We discussed her job and the fact that she will likely not be able to work for at least a few days. I asked her if she has sick leave. “Well, I don’t know,” she said. “My boss is a Jew and they don’t like anyone to take time off.” Um…hello, I’m a Jew?
What followed was a long silence while I struggled to come up with an appropriate response. I couldn’t find one. The long silence was all that I could muster. I hate when that happens! It’s not that I find the patient’s remarks ok, or even worthy of ignoring. It’s that my first reaction (did she really just say that?) is never conducive to a therapeutic response. My second and third reactions (oh my god, think of something to say! THINK OF SOMETHING TO SAY RIGHT NOW!) aren’t very helpful either. The fourth reaction (say ‘I’m Jewish.’ Wait, do you really want to engage on a personal level right now? Is that professional? Is that a good idea?) also didn’t make the grade. My only response was a disapproving silence. It was not the articulate yet professional condemnation of bigotry that I was hoping for. Sigh. I’ll be adding ‘develop better response to prejudiced patients’ to my list of “Things to Work On.”

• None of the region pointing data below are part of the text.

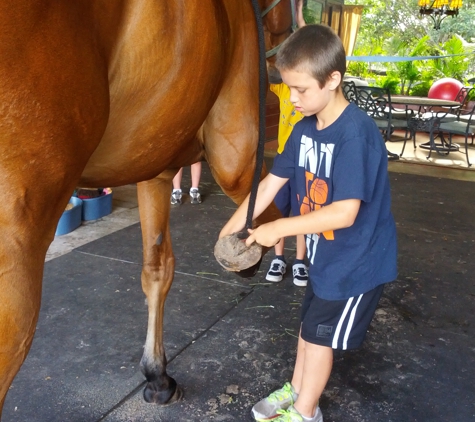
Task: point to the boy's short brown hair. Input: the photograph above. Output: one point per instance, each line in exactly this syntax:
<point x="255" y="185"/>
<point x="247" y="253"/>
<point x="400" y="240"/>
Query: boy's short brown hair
<point x="315" y="49"/>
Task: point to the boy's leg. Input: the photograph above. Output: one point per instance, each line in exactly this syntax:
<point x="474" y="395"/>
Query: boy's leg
<point x="312" y="371"/>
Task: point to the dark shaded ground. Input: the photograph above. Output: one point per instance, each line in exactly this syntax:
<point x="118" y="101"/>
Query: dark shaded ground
<point x="231" y="341"/>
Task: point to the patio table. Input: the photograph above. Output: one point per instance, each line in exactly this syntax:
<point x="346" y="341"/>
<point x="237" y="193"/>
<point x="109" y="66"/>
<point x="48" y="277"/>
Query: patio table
<point x="431" y="125"/>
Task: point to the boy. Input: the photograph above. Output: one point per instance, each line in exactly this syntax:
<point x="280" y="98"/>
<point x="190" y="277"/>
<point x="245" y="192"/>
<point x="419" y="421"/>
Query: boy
<point x="337" y="159"/>
<point x="285" y="200"/>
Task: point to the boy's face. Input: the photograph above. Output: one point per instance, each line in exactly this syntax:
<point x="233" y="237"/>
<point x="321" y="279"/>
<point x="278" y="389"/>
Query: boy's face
<point x="305" y="92"/>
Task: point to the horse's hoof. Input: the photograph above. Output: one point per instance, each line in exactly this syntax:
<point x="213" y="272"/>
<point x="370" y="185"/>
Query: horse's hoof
<point x="233" y="254"/>
<point x="162" y="397"/>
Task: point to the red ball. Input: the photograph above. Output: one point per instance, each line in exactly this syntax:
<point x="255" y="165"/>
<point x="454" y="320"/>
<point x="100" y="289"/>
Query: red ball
<point x="445" y="89"/>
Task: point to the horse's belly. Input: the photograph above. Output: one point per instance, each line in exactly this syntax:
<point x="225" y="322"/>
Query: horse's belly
<point x="161" y="91"/>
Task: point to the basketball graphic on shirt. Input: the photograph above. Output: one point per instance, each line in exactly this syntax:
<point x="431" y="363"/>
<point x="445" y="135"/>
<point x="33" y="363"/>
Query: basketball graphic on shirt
<point x="318" y="191"/>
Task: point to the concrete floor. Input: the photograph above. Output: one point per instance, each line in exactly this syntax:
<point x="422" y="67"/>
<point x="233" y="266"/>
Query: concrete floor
<point x="231" y="341"/>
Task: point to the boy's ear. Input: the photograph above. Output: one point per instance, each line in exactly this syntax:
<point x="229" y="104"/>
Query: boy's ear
<point x="334" y="80"/>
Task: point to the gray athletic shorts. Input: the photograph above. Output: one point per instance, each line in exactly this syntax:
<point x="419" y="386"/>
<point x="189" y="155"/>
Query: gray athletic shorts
<point x="339" y="324"/>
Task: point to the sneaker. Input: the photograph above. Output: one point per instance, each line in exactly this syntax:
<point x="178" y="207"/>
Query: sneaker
<point x="176" y="197"/>
<point x="195" y="196"/>
<point x="291" y="415"/>
<point x="276" y="271"/>
<point x="267" y="409"/>
<point x="300" y="272"/>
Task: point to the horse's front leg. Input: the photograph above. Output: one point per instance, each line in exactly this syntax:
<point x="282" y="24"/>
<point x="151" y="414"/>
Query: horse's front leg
<point x="157" y="276"/>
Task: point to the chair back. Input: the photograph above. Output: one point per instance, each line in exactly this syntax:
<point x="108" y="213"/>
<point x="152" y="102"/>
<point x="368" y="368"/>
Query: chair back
<point x="349" y="91"/>
<point x="373" y="100"/>
<point x="463" y="97"/>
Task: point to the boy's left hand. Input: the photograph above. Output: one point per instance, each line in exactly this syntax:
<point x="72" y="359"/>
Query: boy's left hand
<point x="264" y="235"/>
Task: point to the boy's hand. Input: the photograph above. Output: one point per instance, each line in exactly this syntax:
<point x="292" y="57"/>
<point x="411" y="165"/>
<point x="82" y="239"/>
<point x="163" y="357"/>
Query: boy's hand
<point x="263" y="235"/>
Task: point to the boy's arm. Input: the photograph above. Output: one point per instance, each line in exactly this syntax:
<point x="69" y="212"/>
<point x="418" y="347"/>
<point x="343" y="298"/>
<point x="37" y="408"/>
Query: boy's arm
<point x="337" y="215"/>
<point x="266" y="193"/>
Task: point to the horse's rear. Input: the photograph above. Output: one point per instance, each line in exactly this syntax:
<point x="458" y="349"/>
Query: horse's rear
<point x="104" y="93"/>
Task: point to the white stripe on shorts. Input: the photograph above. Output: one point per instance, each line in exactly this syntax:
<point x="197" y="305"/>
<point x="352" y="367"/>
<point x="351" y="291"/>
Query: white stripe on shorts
<point x="349" y="325"/>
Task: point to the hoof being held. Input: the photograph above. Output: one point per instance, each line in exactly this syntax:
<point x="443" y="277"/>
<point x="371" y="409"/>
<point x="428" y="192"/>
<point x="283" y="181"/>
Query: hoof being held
<point x="232" y="253"/>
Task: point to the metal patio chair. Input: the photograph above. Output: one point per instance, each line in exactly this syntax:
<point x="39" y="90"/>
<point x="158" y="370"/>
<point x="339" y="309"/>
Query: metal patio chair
<point x="377" y="104"/>
<point x="464" y="128"/>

Cleverest comment of the day October 7, 2008
This morning I was giving a patient my standard pep talk about quitting alcohol and smoking. I informed him that abstinence from alcohol will allow his gastritis to heal (hopefully putting an end to his pesky habit of vomiting blood) and will help out his liver. Then I helpfully pointed out that smoking is also bad for his health. That’s when he interrupted me. “You know,” he said, “I should call you Obama. Because all you talk about is change, change, change!” Ha!